Culture & Media
Birther Smackdown: Obama and Shakespeare

It’s hard to know where to begin. A co-worker walked onto the restaurant floor after her break. She was shaking her head. She’d been on the computer downstairs.
“It’s official,” she said. “Obama was born in Kenya. He wasn’t born in America.”
I took a deep breath. The kind normally reserved for hearing alien abduction stories. The kind of deep breath I have to take before telling my nephews that there is no monster living in their closet. The kind of deep breath I take before watching Fox News.
What I find fascinating, appalling and comical about “Birther” conspiracy theories is that it doesn’t matter how many times Obama himself shows his birth certificate. They all derive from the notion that President Obama is not being honest with us. That he is lying.
A recent post by the right-leaning Breitbart.com might even explain the origin of the Obama birthplace rumors. In 1991 Obama’s former literary agency misidentified his place of birth in a promotional booklet as being “born in Kenya and raised in Indonesia and Hawaii.”
Birthers, however will not be satisfied. Confronting their contrary belief system with hard evidence and data only leads to more cover-up and further conspiracy explanations. A new documentary film goes farther down the delusional rabbit hole. Dreams of My Real Father is narrated by an Obama impersonator whose many claims are that Obama’s father was not a Kenyan goat-herder, but an American communist. The film suggests that Obama had a nose job before his 2004 Senate run and that his mother posed naked for a photo shoot when she was five weeks pregnant with him. Classy.
The real concern I have is that all this nonsense about birth certificates only distracts us from more pressing issues. Web sites like the Drudge Report would prefer to lead with conspiracy rather than the upcoming recall election of Governor Scott Walker for scrubbing collective bargaining rights from the workers in Wisconsin.
Maybe if we stopped all the sideshow antics we could have a debate about why the Tea Party and Occupy movements are similar and important. Maybe a few more blogs and more newspaper space could be dedicated to our fallen heroes in uniform. Maybe there could be a real discussion about the reform of marijuana laws, the overpopulation of prisons, the price of gasoline.
I can’t even discuss health care with my mother without her speculating that Obama might be a Muslim. How do you have a conversation with someone when they drop that on you? It really makes me wonder what nasty right-wing Web sites she’s been perusing. Is there a parental control block for your own parents?!
Some conspiracy theories, such as the Shakespeare Authorship question have had the good fortune of being clouded in history. The famous scribe had been dead almost 200 years before the authorship question had even been raised. Birthers don’t have that excuse. They have the unfortunate circumstance of being deluded in present time.

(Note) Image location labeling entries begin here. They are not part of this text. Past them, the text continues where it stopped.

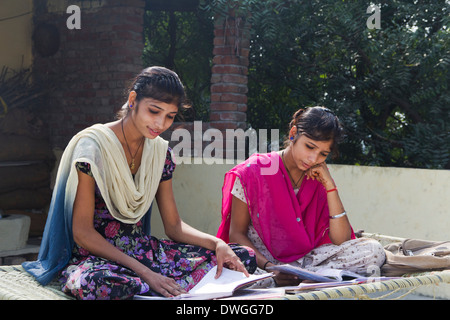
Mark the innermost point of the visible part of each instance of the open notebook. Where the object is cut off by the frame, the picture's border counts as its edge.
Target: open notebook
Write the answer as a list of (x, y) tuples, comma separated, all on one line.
[(211, 288)]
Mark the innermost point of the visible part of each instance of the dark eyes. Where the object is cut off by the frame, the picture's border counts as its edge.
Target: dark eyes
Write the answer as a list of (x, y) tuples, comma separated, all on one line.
[(156, 112), (312, 147)]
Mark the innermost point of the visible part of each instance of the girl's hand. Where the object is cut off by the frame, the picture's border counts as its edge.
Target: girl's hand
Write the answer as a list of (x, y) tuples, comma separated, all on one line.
[(321, 173), (226, 257), (161, 284)]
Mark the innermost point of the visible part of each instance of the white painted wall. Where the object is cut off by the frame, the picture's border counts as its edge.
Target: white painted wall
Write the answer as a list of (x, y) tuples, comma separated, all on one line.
[(410, 203)]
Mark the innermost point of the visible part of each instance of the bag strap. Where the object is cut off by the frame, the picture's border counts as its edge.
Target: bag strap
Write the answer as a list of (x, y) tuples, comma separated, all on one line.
[(409, 251)]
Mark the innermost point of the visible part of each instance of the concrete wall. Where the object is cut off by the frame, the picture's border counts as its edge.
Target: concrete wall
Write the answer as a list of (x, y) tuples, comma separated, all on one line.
[(393, 201), (15, 33)]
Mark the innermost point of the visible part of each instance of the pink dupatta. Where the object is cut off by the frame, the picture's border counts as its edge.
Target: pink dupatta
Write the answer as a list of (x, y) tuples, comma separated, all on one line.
[(289, 225)]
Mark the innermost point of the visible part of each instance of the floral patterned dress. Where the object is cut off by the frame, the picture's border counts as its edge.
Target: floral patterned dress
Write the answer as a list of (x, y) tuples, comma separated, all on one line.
[(90, 277)]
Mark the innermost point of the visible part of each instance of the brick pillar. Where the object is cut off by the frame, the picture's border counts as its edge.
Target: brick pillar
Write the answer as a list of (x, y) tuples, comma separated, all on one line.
[(93, 65), (229, 78), (229, 74)]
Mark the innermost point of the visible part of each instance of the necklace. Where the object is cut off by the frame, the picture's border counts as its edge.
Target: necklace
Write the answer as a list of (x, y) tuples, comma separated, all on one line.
[(132, 166), (290, 176)]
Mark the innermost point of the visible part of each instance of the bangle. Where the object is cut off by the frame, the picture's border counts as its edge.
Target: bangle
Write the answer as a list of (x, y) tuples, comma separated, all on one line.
[(338, 215), (265, 264)]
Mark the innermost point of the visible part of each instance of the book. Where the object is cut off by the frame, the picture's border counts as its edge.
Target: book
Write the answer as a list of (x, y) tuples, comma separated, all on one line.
[(321, 275), (210, 288)]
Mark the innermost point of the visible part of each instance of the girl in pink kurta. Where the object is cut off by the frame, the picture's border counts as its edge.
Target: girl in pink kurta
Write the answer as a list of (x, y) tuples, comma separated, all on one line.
[(286, 206)]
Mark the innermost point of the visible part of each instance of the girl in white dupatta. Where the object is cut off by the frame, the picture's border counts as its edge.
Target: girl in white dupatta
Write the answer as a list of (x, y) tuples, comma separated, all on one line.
[(110, 176)]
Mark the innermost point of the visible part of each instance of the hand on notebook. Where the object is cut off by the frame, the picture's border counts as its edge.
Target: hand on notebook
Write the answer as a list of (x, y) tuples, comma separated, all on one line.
[(226, 257), (284, 279)]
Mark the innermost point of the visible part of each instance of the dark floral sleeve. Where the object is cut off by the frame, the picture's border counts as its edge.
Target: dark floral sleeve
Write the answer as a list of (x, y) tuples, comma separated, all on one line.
[(169, 166)]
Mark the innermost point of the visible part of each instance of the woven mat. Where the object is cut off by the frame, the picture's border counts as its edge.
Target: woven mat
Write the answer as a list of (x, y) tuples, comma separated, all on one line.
[(404, 285), (17, 284)]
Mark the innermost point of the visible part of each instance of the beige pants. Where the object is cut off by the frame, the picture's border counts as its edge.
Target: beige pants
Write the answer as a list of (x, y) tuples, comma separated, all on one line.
[(363, 256)]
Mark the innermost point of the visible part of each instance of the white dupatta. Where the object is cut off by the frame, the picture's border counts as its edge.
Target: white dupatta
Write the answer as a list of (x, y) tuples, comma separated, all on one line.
[(127, 199)]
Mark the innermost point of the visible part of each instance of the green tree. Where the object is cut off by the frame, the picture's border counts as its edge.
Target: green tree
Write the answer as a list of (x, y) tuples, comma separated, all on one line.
[(183, 42), (389, 86)]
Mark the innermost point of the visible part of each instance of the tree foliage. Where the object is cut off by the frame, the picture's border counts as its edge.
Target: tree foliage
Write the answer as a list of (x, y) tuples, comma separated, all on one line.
[(389, 86), (183, 42)]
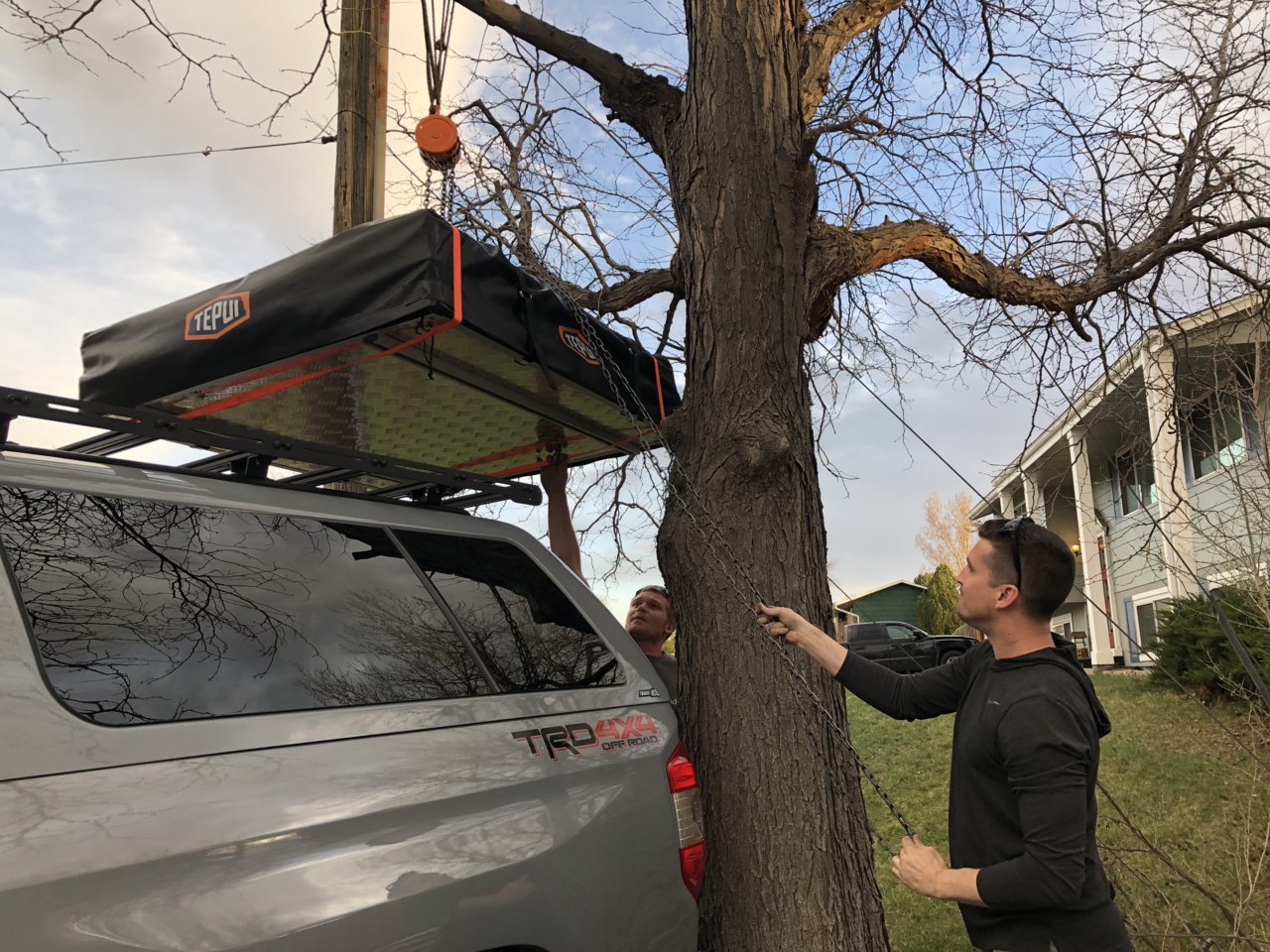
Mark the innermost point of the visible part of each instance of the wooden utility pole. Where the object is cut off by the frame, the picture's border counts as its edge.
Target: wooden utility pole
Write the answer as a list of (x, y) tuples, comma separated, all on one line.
[(362, 127)]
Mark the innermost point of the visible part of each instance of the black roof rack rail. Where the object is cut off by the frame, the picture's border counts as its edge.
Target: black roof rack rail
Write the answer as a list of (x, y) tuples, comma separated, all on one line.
[(241, 452)]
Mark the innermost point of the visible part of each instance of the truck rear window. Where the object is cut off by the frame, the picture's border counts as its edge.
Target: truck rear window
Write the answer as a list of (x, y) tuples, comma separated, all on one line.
[(146, 612)]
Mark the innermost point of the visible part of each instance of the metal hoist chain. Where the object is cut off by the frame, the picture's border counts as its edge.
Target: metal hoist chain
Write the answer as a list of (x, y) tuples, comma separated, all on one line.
[(441, 197), (714, 540)]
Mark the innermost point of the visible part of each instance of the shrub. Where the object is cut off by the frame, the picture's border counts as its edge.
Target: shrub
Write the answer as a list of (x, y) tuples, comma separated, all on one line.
[(937, 607), (1193, 648)]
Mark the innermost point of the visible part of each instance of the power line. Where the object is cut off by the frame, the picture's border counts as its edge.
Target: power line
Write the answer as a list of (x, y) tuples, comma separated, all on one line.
[(204, 151)]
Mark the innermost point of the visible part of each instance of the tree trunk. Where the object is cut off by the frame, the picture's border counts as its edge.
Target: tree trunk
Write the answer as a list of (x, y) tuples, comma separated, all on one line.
[(743, 255)]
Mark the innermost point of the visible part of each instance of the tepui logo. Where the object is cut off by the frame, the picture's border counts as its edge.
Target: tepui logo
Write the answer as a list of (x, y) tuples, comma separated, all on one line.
[(218, 316), (575, 341)]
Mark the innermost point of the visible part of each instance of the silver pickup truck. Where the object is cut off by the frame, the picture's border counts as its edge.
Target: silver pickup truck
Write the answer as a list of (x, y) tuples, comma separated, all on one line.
[(248, 716)]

A comparison between Shakespeare and Obama conspiracists might be apt. The anti-Stratfordians still struggle with the notion that the lowly, uneducated son of a glove maker could rise to such status of genius and so they seek to create wealthy, royally educated alternate candidates such as Edward de Vere, 17th Earl of Oxford to fit more comfortably into their world view. It’s elitism at its worst.
And with Obama it’s really not so much about his birth certificate as it is about answering a troubling question that doesn’t fit quite so well into a segment of the population’s world view. How is it that a black man could attain the status of President of the United States? Yes, elitism again and . . . that other word.
I told my co-worker that she was like one of our fellow bartenders we work with who doesn’t believe that man has ever walked on the moon. Her mouth fell open like it was the dumbest thing she had ever heard.
“You’re kidding me. That’s crazy. I know people who work at NASA.” She said.
“Maybe they’re lying to you,” I said conspiratorially. “Maybe that’s just a story.”
She brushed off my sarcasm with a roll of her eyes and then I watched her and the bartender begin an uncomfortable discussion about astronauts and the moon. They were honestly debating if man had actually stepped on the moon in 1969. I felt like slapping myself in the face.
Perhaps we should strive to be more like Odysseus and tie ourselves to the mast of honest debate rather than participate in the siren songs of conspiracy and lunacy.
Maybe it’s time to stop the sideshow and get back to issues that matter like jobs, like the economy.
On second thought, there’s an election coming up. Fat chance.